Rdkit has a complicated system for including Hydrogen atoms. It is discussed here: https://sourceforge.net/p/rdkit/mailman/message/36699970/ In brief, there are three levels of hydrogen inclusion: Explicit and in graph, explicit, and implicit. This is meant to model the difference between hydrogens that are explicit in a SMILES string, and those that are inferred by the toolkit, but it unfortunately goes even further than that. For instance, if hydrogens are removed from a molecule with the rdkit.Chem.rdmolops.RemoveHs() function, which is the recommended way to make explicit hydrogens implicit for visualization, RdKit can then imply the existence of hydrogens using its valence model. This can, for example, convert a radical to the stable species of equivalent charge, even if this means adding hydrogens. In fact, before this commit, simply calling the OFFTK Molecule.to_rdkit method could convert, for example, the hydroxyl radical to water: >>> from openff.toolkit.topology import Molecule >>> from rdkit import Chem >>> >>> radical = Molecule.from_smiles("[O][H]") >>> rd_radical = radical.to_rdkit() >>> Chem.MolToSmiles(rd_radical) '[H]O' Visualizing rd_radical clearly demonstrates that this is water; the oxygen atom has an implicit hydrogen.
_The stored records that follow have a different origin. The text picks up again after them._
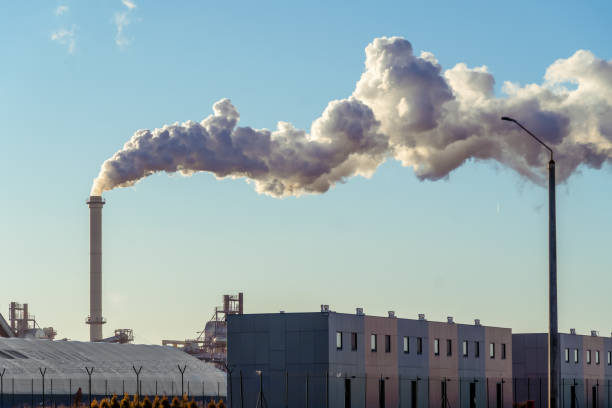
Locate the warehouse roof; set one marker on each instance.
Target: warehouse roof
(113, 363)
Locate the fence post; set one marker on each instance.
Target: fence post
(137, 379)
(182, 370)
(487, 392)
(286, 389)
(89, 373)
(540, 391)
(42, 373)
(241, 392)
(230, 397)
(307, 388)
(326, 389)
(2, 388)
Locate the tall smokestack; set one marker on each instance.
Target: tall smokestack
(95, 319)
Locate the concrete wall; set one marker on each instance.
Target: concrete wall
(498, 369)
(413, 366)
(292, 349)
(530, 367)
(381, 365)
(347, 366)
(472, 366)
(443, 368)
(278, 344)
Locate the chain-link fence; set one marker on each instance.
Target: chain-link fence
(322, 390)
(58, 392)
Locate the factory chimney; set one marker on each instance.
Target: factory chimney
(95, 319)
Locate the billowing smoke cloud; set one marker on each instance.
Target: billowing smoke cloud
(404, 106)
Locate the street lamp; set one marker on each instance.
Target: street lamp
(553, 331)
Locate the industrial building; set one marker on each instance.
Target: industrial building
(330, 359)
(585, 369)
(65, 365)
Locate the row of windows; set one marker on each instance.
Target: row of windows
(419, 345)
(465, 349)
(587, 356)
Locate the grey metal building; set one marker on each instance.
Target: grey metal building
(586, 369)
(329, 359)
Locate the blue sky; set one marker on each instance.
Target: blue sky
(471, 246)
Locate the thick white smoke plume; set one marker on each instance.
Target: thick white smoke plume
(404, 106)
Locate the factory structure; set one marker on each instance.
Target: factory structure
(302, 360)
(211, 343)
(341, 360)
(35, 369)
(23, 324)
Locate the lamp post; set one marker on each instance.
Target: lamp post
(553, 331)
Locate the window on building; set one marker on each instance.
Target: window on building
(576, 358)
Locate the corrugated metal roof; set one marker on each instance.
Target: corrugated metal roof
(5, 329)
(66, 361)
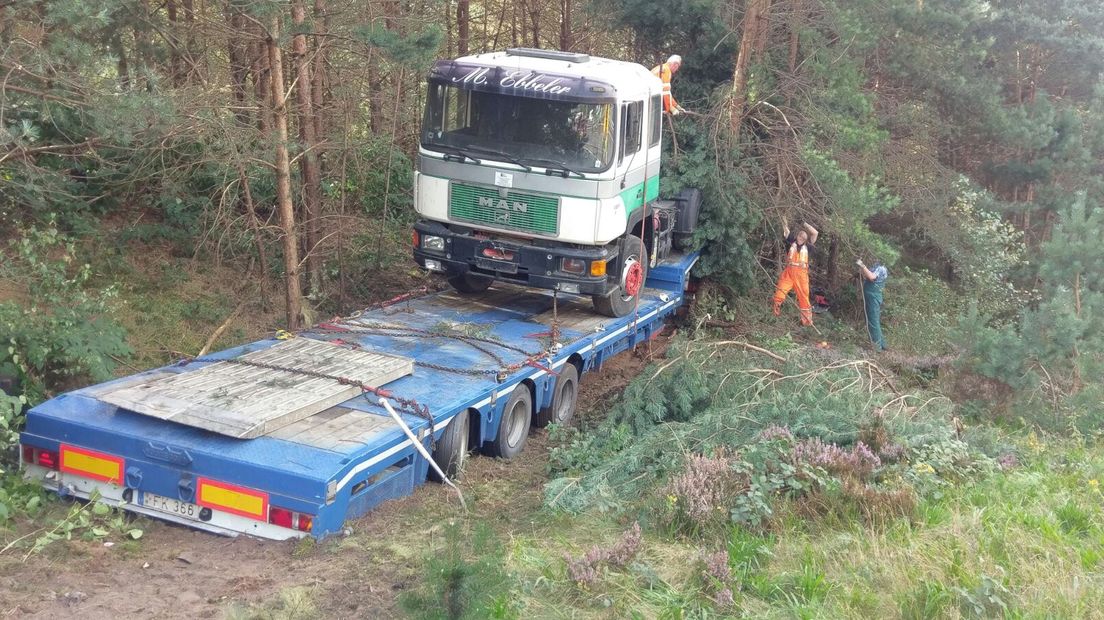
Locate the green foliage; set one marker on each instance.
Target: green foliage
(91, 521)
(1055, 346)
(464, 579)
(714, 402)
(65, 334)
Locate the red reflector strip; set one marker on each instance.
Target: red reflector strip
(280, 516)
(91, 463)
(305, 523)
(232, 499)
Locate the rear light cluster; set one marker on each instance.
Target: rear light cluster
(290, 520)
(40, 457)
(579, 266)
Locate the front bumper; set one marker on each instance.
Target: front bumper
(466, 252)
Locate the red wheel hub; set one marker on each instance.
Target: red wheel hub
(633, 279)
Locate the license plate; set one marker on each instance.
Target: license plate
(178, 508)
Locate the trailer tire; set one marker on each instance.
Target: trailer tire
(513, 428)
(470, 282)
(564, 396)
(632, 274)
(452, 448)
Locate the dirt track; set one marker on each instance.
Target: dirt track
(178, 573)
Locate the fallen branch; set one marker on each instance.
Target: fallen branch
(750, 348)
(222, 328)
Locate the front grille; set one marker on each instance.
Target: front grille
(528, 213)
This can also be seen by building the radical up from individual atoms and bonds. OFFTK has a different philosophy: all the hydrogens are either provided or inferred when the Molecule is created, and then they are explicitly represented in the molecular graph forever. This commit sets the `NoImplicit` property for all atoms in a rdkit molecule created by to_rdkit to True. Since all the hydrogens in a Molecule are already explicitly represented, this more faithfully represents the desired molecule in the rdkit ecosystem. The molecular species is even now stable over sanitization: >>> radical = Molecule.from_smiles("[O][H]") >>> rd_hydroxyl_rad = radical.to_rdkit() >>> Chem.SanitizeMol(rd_hydroxyl_rad) # Modifies in place >>> Chem.MolToSmiles(rd_hydroxyl_rad) [H][O] Visualization even includes the radical dot!